После саляма и обычных церемонных приветствий – «ваш покорнейший слуга»... «иншаала, вы здоровы»... «не встречаемся»... «такая уж немилость хезрет-э-валя и таково несчастье вашего покорнейшего слуги»... «одно с другим совпало» – Сиавуш-Мирза сказал:

– Товарищ, вы обо мне совсем забыли. К несчастью, я не знал вашего адреса и не мог удостоиться чести... К тому же не знал, в каком учреждении изволите служить, чтобы хоть там вас повидать.

– По счастью, – ответил Ферох, – я не служу ни в одном из этих учреждений, где собраны всякие подонки, воры и жулики. Я не отдам свою свободу за сотню мест и постов. Но я живу на улице... Если пожелаете сделать мне честь, можете во всякое время пожаловать ко мне.

– В ту ночь я от страха позабыл дать вам свой адрес. Дом вашего покорнейшего слуги на Хиабане Дервазэ-Казвин, возле... Мой отец шахзадэ К... все знают, и вы всегда можете найти. Но это на будущее, – добавил Сиавуш, беря Фероха под руку. – А сейчас, прошу вас, пойдемте в кафе «Лалезар», посидим немножко, поговорим.

Хотя Ферох и избегал всегда общества подобных франтов, ему все же не хотелось в эту минуту прогонять Сиавуша. Он подумал: «Может быть, в разговоре с ним я хоть немножко рассеюсь и успокоюсь».

Они направились в кафе, помещавшееся на Лалезаре, там, где сейчас находится типография «Роушенаи». Было шесть с половиной часов. Как ни трудно это было, а Тегеранское Баладие, у которого было тогда не больше ста поливальщиков улиц, ухитрялось все же поливать Хиабан Лалезар. Пыль осела, воздух был свеж и чист. Пройдя улицей Эмин-эс-сальтанэ и добравшись до южной части Лалезара, молодые люди вошли в кафе, где за столиками, разбросанными по разным уголкам сада, сидело уже много публики, угощавшейся мороженым и палудэ. Они тоже устроились в уголке под виноградной лозой, на выкрашенных в белый цвет стульях и спросили мороженого.

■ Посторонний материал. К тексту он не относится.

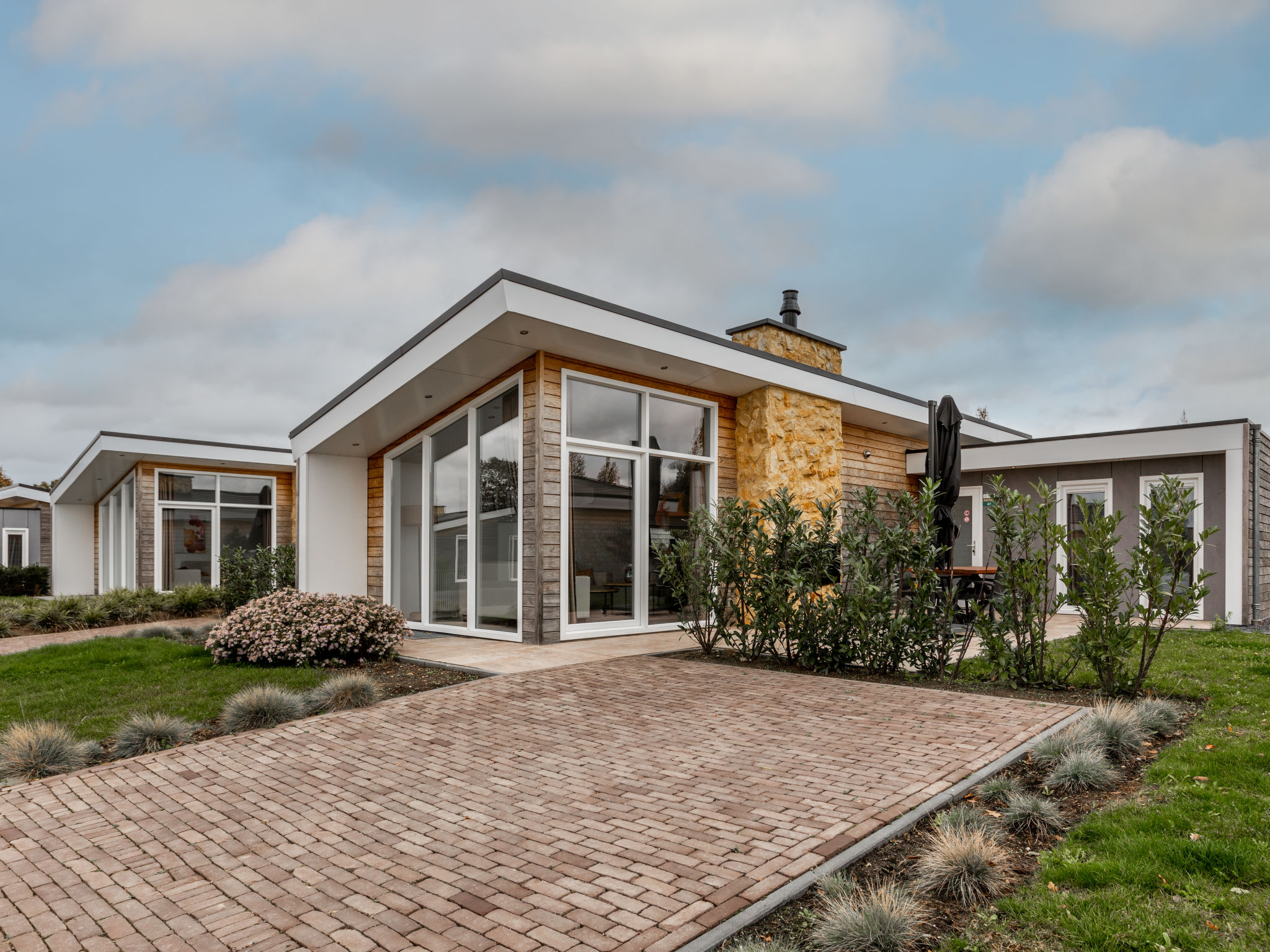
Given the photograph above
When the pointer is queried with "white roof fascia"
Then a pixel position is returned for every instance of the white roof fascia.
(172, 451)
(464, 325)
(17, 491)
(1130, 444)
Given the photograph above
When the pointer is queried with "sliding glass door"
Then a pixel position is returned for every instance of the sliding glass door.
(456, 566)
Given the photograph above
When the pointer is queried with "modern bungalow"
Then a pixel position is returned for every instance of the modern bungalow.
(154, 512)
(511, 470)
(1222, 464)
(25, 527)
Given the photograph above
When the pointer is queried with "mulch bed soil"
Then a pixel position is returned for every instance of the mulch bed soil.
(895, 861)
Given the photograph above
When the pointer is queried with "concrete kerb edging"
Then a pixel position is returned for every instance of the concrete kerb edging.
(797, 888)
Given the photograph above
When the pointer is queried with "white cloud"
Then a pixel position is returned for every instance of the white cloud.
(499, 75)
(1143, 22)
(1133, 216)
(244, 352)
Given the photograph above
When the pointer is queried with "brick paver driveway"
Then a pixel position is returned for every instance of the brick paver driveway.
(628, 804)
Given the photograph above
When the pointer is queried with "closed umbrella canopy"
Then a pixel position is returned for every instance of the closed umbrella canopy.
(946, 471)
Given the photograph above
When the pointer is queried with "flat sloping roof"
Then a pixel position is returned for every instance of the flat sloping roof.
(726, 356)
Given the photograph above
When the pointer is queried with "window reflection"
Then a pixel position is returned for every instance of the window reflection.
(677, 489)
(450, 524)
(603, 414)
(677, 427)
(601, 539)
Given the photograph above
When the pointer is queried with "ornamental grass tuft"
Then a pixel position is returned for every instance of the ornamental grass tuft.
(1156, 716)
(343, 692)
(881, 919)
(1082, 770)
(963, 816)
(997, 790)
(1032, 815)
(146, 734)
(36, 749)
(966, 866)
(1114, 728)
(1052, 749)
(260, 706)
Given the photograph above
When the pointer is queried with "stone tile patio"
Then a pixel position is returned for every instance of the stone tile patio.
(629, 804)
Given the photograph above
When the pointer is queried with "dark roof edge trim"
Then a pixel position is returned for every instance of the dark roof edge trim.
(166, 439)
(523, 280)
(1105, 433)
(783, 325)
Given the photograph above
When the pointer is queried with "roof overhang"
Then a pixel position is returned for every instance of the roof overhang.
(111, 456)
(18, 494)
(510, 318)
(1156, 442)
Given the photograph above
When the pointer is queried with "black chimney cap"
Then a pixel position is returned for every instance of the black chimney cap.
(789, 309)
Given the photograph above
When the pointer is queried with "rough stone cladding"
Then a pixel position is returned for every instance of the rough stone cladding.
(543, 405)
(788, 439)
(791, 346)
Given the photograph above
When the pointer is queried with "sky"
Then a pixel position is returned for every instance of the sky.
(216, 216)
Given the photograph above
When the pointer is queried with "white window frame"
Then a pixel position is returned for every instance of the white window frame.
(639, 574)
(468, 409)
(25, 544)
(115, 570)
(1196, 480)
(1064, 489)
(161, 505)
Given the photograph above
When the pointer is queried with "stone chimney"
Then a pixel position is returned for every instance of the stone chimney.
(786, 438)
(785, 339)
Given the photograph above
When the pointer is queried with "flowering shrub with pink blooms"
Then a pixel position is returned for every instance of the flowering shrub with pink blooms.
(308, 628)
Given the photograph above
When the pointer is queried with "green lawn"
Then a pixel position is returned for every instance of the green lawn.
(89, 685)
(1189, 857)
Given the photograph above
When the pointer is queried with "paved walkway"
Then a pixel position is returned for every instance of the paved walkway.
(616, 806)
(512, 656)
(24, 643)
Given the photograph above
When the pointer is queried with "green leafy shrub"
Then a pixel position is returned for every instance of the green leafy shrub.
(249, 575)
(146, 733)
(1082, 770)
(1128, 609)
(260, 706)
(966, 866)
(881, 919)
(38, 749)
(343, 692)
(1030, 814)
(24, 580)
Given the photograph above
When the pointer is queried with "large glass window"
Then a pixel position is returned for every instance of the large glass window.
(601, 539)
(117, 539)
(625, 509)
(498, 427)
(470, 474)
(450, 493)
(408, 532)
(201, 513)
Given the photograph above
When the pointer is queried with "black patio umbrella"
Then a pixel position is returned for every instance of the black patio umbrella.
(945, 469)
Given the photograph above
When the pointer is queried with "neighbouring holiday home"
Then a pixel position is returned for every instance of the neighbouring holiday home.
(154, 512)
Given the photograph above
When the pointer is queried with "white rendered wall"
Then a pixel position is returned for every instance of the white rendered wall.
(332, 524)
(73, 550)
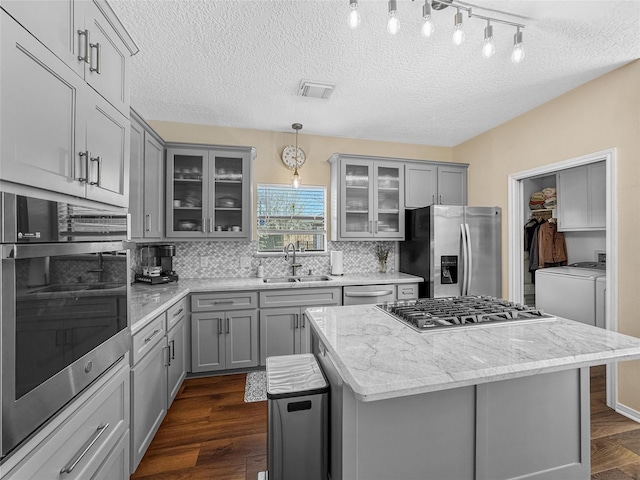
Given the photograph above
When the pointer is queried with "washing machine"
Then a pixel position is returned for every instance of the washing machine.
(571, 292)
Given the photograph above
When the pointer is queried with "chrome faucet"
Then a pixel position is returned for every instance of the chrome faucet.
(294, 264)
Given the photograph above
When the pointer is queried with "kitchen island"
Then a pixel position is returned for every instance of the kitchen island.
(485, 402)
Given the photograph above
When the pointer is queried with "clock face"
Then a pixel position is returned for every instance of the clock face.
(289, 157)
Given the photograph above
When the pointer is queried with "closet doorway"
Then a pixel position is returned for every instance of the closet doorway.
(582, 243)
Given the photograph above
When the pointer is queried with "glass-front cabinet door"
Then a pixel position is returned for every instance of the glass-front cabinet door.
(357, 199)
(388, 221)
(187, 192)
(209, 192)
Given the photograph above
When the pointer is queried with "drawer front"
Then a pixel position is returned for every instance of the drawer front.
(407, 291)
(103, 420)
(175, 313)
(148, 337)
(212, 302)
(306, 297)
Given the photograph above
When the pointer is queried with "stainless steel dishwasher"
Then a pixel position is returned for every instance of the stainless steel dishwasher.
(361, 294)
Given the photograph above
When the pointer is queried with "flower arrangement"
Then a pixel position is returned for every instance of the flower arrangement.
(382, 252)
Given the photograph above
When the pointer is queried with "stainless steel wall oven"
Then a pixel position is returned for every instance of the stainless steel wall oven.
(65, 283)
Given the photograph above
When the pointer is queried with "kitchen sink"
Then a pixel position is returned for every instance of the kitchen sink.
(306, 278)
(316, 278)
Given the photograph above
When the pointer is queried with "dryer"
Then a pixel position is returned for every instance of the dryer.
(570, 292)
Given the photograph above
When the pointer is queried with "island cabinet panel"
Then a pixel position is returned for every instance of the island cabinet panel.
(534, 427)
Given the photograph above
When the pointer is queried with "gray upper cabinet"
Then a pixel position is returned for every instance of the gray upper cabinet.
(87, 36)
(146, 192)
(435, 183)
(369, 195)
(582, 201)
(67, 137)
(209, 192)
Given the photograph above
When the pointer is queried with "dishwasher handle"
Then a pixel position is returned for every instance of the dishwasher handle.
(374, 293)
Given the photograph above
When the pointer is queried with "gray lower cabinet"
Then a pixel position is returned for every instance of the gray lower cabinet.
(224, 340)
(224, 331)
(148, 387)
(101, 413)
(284, 328)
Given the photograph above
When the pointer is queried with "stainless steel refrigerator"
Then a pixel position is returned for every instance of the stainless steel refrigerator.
(456, 249)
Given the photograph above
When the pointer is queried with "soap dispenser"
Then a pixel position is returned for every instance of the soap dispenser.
(260, 270)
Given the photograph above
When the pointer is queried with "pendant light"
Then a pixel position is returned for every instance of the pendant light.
(427, 26)
(489, 47)
(296, 179)
(518, 49)
(354, 15)
(458, 30)
(393, 25)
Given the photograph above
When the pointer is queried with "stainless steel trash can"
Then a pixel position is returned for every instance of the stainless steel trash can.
(298, 405)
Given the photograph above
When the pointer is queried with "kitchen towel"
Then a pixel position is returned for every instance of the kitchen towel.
(336, 262)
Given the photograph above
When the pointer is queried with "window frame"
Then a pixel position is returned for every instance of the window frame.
(323, 232)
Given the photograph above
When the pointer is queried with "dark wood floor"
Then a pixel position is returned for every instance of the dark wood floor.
(210, 433)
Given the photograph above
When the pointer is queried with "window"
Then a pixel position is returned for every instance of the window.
(291, 215)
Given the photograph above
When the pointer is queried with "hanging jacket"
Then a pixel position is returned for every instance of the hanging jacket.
(552, 249)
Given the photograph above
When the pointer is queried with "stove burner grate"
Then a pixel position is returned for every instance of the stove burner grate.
(427, 314)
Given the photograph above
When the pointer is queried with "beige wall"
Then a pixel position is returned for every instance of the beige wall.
(268, 168)
(601, 114)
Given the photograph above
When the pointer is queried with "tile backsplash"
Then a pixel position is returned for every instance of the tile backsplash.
(214, 259)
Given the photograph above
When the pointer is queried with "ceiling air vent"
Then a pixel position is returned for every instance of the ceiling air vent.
(315, 89)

По мрачному лицу Фероха Сиавуш видел, что тот чем-то озабочен, и спросил о причине его задумчивости. Но Ферох не желал рассказывать о себе и промолчал.

Тогда Сиавуш, как и подобает сынкам ашрафов и богачей, заговорил о себе и тотчас же начал хвастаться. Он то говорил о великолепных имениях своего высокопоставленного отца, о том, какие у него модные кареты и коляски и сколько у него в конюшне лошадей, то блистал своей образованностью в области разных наук. Он говорил об эзотерических знаниях, то переходил к обществоведению, сильно напоминая того сомнительного поэта, который выдавал себя за подлинного писателя и знатока музыки, в то время как по писательской части занимался больше воровством, а в музыке смыслил так мало, что не знал даже известных песен «Бейяте-Шираз» и «Абу-Эта». Тем не менее он касался взглядов Канта, Дарвина, Карла Маркса, имена которых, должно быть, попались ему в газетах.

Потом он заговорил об огромном состоянии своего отца и о своих развлечениях и принялся рассказывать о своей любви к известной кокотке Э... и о том, как он за несколько дней истратил на нее триста туманов. Он не видел в этом ничего предосудительного: недаром некий раис в Хорасане хвастался тем, что какой-то известной прости..тке давал по пятьдесят туманов за ночь из денег, украденных из казны несчастного народа.

Ферох больше молчал, изредка покачивая головой. Наконец он устал слушать и спросил Сиавуша, почему при таких средствах он не женится.

Сиавуш тотчас подхватил:

– А зачем мне жениться? Связаться навсегда с одной женщиной? Наоборот, при таких средствах я должен перепробовать как можно больше женщин, и пока что это идет до некоторой степени успешно.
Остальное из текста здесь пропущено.